- Developer: Phil Hassey
- Publisher: galcon.com
- Platforms: Android, iOS, Windows, Mac, Linux
- Release: 2014
- Genres: Action, strategy
- Modes: Single-player, multiplayer

= Galcon 2 =

2014 video game

Galcon 2 is a multiplayer real-time strategy video game for Windows, Linux, Mac OS X, Android and iOS created by American indie developer Phil Hassey and released in 2014. Like other games in the Galcon series, it is set in outer space and involves maneuvering fleets of ships to capture enemy planets.

== Gameplay ==

A screenshot of gameplay.

The gameplay is similar to Risk in real time. Each planet that a player owns produces ships for that player. The ships can be used to conquer other planets. There are several different modes of gameplay that can be played with 1-12 players.

- Free-For-All
  The goal is to capture all enemy planets. The last player alive is the winner.
- King of the Hill
  The goal is to capture and hold the center planet for a certain time period after which you are declared the winner.
- Teams
  The goal is to capture all the planets of the enemy teams. There can be two or multiple teams playing against each other.

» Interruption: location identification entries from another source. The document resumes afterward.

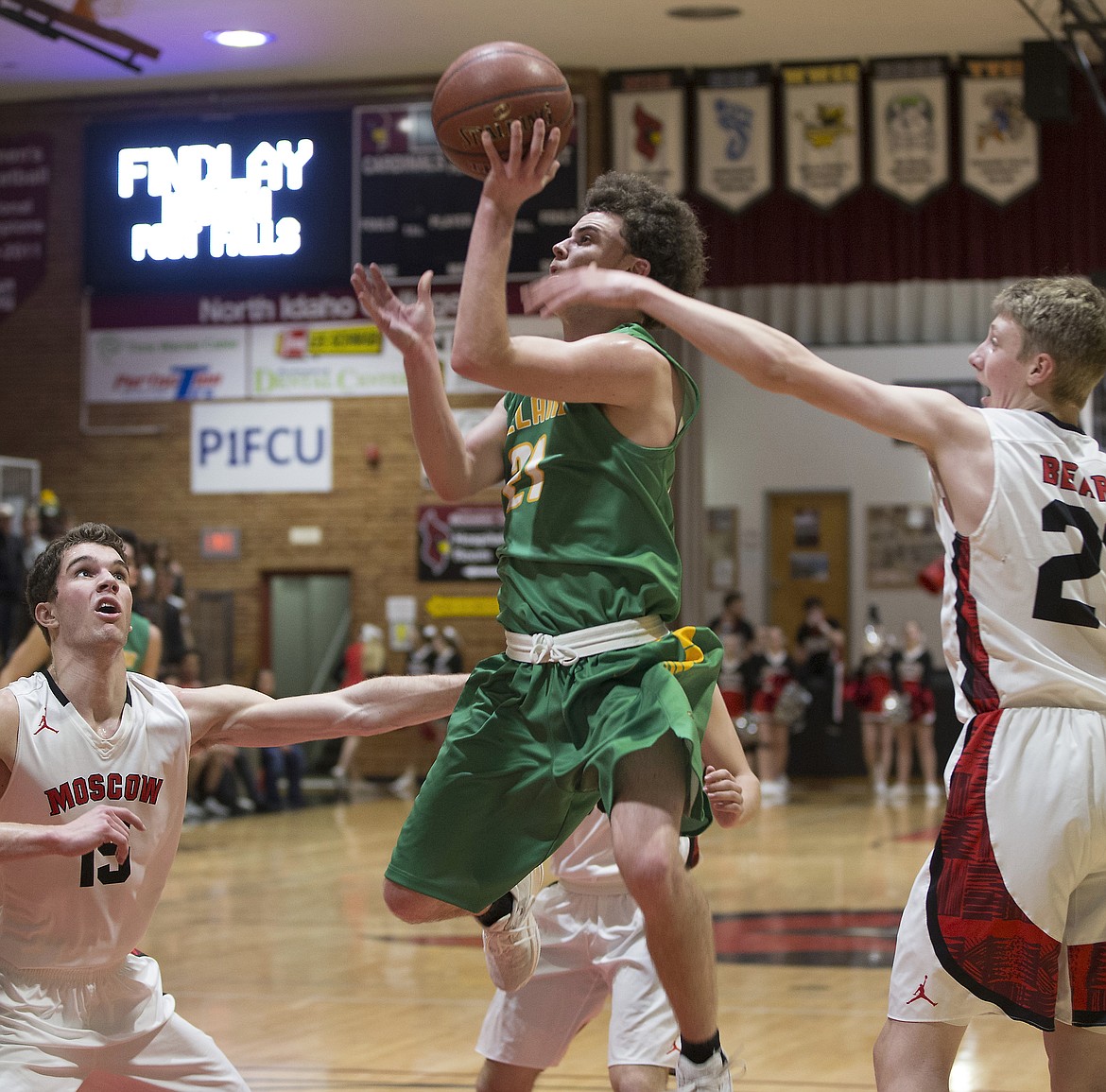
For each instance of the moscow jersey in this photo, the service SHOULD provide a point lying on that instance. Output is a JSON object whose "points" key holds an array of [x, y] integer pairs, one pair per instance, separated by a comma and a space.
{"points": [[89, 913], [1026, 594], [589, 533], [134, 650]]}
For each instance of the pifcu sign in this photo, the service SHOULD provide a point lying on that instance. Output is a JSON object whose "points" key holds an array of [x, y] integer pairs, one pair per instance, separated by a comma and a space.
{"points": [[199, 192]]}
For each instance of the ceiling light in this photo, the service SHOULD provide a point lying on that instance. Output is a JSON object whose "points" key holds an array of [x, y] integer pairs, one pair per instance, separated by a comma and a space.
{"points": [[704, 11], [240, 39]]}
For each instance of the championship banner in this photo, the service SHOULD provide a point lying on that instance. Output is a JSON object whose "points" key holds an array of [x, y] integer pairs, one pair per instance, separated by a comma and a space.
{"points": [[459, 541], [910, 126], [999, 143], [25, 206], [821, 123], [734, 135], [648, 126]]}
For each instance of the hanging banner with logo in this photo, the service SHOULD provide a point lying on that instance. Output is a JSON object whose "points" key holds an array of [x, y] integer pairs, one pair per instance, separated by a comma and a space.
{"points": [[25, 193], [910, 126], [459, 541], [734, 135], [999, 143], [648, 130], [821, 125]]}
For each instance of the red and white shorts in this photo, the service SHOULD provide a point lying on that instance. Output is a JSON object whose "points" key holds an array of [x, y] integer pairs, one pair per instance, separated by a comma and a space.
{"points": [[1009, 913]]}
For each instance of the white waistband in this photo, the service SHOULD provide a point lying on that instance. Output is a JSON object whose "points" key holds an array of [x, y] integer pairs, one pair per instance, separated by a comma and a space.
{"points": [[568, 648]]}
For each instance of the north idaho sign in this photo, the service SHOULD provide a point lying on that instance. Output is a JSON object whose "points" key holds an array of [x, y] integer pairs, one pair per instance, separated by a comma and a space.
{"points": [[196, 203]]}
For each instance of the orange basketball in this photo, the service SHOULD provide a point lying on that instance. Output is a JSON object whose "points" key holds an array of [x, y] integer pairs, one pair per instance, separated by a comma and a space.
{"points": [[489, 86]]}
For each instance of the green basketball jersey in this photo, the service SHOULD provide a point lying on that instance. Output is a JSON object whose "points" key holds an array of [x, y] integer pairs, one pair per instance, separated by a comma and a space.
{"points": [[590, 531]]}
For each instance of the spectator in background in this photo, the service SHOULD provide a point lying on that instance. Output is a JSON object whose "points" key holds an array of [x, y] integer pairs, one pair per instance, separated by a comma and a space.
{"points": [[366, 657], [733, 618], [142, 651], [279, 764], [12, 574], [872, 691], [772, 668], [158, 603]]}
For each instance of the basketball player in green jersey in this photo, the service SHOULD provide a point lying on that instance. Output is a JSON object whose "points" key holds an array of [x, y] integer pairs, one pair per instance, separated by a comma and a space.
{"points": [[594, 698]]}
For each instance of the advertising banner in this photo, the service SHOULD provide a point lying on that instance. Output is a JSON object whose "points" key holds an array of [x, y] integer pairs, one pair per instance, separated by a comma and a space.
{"points": [[412, 208], [164, 364]]}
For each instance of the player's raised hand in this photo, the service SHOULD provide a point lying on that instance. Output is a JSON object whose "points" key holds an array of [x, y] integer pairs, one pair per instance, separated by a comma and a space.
{"points": [[404, 324]]}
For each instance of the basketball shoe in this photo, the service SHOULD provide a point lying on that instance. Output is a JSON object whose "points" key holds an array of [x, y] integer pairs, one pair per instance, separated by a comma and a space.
{"points": [[512, 944], [713, 1076]]}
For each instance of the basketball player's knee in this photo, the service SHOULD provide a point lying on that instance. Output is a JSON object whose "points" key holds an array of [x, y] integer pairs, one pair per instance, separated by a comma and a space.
{"points": [[407, 905], [650, 875]]}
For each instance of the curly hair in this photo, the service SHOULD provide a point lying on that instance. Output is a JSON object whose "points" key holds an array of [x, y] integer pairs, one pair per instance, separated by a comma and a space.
{"points": [[659, 228], [1064, 317], [43, 579]]}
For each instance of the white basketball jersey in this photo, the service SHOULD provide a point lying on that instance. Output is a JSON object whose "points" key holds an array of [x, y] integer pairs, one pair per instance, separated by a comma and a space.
{"points": [[88, 911], [1025, 601]]}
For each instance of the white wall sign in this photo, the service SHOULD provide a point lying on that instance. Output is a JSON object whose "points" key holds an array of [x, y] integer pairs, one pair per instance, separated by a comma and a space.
{"points": [[734, 129], [199, 188], [164, 364], [909, 126], [262, 447]]}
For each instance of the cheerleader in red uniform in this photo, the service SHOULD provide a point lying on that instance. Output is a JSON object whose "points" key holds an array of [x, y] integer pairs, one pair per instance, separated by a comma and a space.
{"points": [[912, 667], [774, 670]]}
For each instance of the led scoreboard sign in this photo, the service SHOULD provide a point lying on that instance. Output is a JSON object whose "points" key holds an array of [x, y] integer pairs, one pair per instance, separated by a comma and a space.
{"points": [[251, 202]]}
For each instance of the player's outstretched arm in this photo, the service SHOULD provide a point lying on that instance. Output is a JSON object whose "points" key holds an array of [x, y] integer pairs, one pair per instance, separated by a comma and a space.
{"points": [[731, 787], [769, 358], [246, 719]]}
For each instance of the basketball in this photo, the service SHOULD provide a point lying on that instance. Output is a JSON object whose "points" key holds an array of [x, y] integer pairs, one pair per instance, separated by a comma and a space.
{"points": [[489, 86]]}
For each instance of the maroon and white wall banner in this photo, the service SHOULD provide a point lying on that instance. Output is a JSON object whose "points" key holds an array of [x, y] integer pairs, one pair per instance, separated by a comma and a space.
{"points": [[821, 126], [648, 129], [734, 135], [25, 202], [999, 143], [910, 126]]}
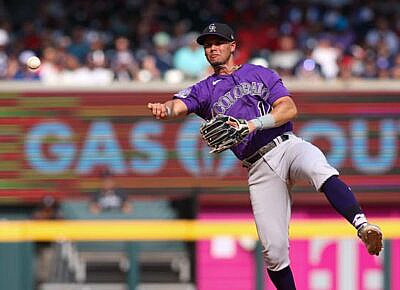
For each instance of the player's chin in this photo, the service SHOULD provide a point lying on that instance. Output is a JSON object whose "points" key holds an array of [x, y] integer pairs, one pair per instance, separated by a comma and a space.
{"points": [[216, 63]]}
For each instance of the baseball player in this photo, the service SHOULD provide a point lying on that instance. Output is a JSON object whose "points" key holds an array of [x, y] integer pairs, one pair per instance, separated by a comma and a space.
{"points": [[258, 110]]}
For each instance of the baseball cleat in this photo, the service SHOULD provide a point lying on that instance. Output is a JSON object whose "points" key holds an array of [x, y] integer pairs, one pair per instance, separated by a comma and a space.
{"points": [[371, 235]]}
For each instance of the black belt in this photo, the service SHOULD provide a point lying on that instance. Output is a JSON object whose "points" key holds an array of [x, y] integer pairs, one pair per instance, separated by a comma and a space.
{"points": [[263, 150]]}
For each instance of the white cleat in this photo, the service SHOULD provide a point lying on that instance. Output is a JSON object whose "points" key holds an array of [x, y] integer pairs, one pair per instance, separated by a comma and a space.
{"points": [[371, 235]]}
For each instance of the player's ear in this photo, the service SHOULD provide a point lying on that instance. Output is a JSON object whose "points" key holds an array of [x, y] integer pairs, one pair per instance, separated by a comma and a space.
{"points": [[233, 46]]}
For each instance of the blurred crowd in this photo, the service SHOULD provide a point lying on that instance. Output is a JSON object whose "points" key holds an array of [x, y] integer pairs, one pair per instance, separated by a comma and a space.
{"points": [[98, 42]]}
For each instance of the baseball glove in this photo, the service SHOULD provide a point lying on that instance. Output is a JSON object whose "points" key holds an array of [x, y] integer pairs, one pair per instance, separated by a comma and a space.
{"points": [[219, 135]]}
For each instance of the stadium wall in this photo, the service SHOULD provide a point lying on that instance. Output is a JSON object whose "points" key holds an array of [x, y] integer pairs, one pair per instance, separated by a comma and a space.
{"points": [[56, 140]]}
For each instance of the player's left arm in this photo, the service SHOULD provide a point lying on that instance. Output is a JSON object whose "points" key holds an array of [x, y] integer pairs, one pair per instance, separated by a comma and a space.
{"points": [[283, 110]]}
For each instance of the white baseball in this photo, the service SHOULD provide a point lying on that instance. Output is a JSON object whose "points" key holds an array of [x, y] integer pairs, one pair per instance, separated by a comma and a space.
{"points": [[33, 62]]}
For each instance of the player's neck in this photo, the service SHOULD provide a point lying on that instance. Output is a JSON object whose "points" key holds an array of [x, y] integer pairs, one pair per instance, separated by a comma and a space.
{"points": [[226, 69]]}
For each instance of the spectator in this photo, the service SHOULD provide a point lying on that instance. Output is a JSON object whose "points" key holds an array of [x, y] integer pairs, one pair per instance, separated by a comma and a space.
{"points": [[48, 209], [382, 33], [79, 47], [308, 68], [49, 71], [3, 53], [122, 61], [109, 197], [395, 70], [190, 59], [286, 57], [162, 54], [327, 57]]}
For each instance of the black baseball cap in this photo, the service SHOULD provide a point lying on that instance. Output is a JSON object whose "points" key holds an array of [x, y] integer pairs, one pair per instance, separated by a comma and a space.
{"points": [[219, 29]]}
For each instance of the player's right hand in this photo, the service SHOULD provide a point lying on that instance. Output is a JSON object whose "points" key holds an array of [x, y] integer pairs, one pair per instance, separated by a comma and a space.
{"points": [[158, 110]]}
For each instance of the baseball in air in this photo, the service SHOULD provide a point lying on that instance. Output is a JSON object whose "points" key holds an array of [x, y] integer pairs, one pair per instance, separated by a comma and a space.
{"points": [[33, 62]]}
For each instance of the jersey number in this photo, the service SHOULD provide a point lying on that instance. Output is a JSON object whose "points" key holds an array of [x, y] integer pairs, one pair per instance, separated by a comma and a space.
{"points": [[262, 110]]}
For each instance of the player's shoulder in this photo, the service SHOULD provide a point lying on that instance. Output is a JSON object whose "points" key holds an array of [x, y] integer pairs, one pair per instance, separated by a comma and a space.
{"points": [[194, 90], [259, 68]]}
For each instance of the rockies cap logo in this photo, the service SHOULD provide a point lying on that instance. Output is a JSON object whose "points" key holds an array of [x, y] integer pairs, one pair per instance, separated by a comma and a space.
{"points": [[212, 28]]}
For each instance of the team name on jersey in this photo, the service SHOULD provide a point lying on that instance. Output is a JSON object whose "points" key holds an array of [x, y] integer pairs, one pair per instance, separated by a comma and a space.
{"points": [[226, 101]]}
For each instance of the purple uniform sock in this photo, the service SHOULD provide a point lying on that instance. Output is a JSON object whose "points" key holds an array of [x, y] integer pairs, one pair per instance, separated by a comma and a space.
{"points": [[343, 200], [283, 279]]}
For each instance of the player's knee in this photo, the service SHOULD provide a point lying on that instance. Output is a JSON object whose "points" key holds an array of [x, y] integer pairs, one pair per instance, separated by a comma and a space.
{"points": [[276, 256]]}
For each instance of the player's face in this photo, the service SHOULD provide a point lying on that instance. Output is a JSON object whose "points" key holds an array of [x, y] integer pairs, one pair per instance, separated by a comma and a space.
{"points": [[218, 50]]}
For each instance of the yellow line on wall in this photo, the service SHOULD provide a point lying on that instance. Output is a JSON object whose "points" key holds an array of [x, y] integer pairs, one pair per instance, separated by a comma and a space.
{"points": [[161, 230]]}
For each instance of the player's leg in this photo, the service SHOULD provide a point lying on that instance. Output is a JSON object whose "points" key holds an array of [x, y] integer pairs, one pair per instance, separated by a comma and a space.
{"points": [[310, 163], [271, 204]]}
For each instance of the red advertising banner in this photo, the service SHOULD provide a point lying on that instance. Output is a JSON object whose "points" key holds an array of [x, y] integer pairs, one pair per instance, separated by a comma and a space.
{"points": [[58, 142]]}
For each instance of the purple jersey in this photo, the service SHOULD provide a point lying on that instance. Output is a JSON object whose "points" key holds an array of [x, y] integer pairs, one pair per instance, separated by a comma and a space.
{"points": [[247, 93]]}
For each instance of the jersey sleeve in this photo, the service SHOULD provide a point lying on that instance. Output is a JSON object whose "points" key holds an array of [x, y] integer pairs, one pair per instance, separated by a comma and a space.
{"points": [[276, 88], [194, 99]]}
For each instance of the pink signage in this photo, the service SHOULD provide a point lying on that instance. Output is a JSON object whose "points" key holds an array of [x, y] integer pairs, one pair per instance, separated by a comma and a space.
{"points": [[317, 264]]}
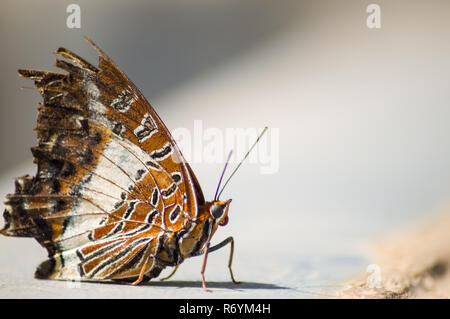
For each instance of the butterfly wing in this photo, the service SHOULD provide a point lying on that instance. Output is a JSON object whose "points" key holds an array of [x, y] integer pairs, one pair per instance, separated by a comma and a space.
{"points": [[111, 184]]}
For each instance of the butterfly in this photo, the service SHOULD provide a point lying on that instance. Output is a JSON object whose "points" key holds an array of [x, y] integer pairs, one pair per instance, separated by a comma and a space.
{"points": [[113, 197]]}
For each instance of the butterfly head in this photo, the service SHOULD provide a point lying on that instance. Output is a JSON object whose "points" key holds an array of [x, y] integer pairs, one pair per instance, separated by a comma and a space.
{"points": [[218, 211]]}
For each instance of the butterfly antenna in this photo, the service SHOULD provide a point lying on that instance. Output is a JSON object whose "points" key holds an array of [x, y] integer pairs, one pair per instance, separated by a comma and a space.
{"points": [[246, 155], [223, 173]]}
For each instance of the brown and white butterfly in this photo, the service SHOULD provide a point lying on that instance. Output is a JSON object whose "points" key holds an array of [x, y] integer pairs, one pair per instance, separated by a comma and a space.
{"points": [[113, 197]]}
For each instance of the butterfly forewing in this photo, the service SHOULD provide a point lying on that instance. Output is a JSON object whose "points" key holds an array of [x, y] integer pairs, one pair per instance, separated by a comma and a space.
{"points": [[111, 182]]}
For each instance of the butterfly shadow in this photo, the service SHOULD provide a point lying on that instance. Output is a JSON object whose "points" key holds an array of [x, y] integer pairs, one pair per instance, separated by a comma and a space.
{"points": [[198, 284]]}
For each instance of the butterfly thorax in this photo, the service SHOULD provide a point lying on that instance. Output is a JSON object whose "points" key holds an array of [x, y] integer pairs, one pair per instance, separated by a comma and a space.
{"points": [[193, 238]]}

Other official modes include Empires, Co-op, Eliminator, Billiards, Frenzy and Zap. In addition to the official modes of gameplay, players can make their own modes by modding the game.

== Development ==
The kickstarter for Galcon 2 was launched on December 7, 2012. After being successfully funded, it was released on February 6, 2014. The developer frequently takes input from the players when developing new features for the game.

== Reception ==

Gamezebo gives the game 3.5/5 stars, noting that it is very easy to pick up and play and fun for experienced players, but may be difficult for new players. Pocket Gamer states that the game has surprising tactical depth despite being stripped down to its bare bones. Apple'N'Apps gives the game 2.5/5 stars and says that its space strategy gameplay has withstood the test of time, but isn't catered to multiple skill levels. Galcon 2 was nominated for the 11th International Mobile Gaming Awards for best technical achievement.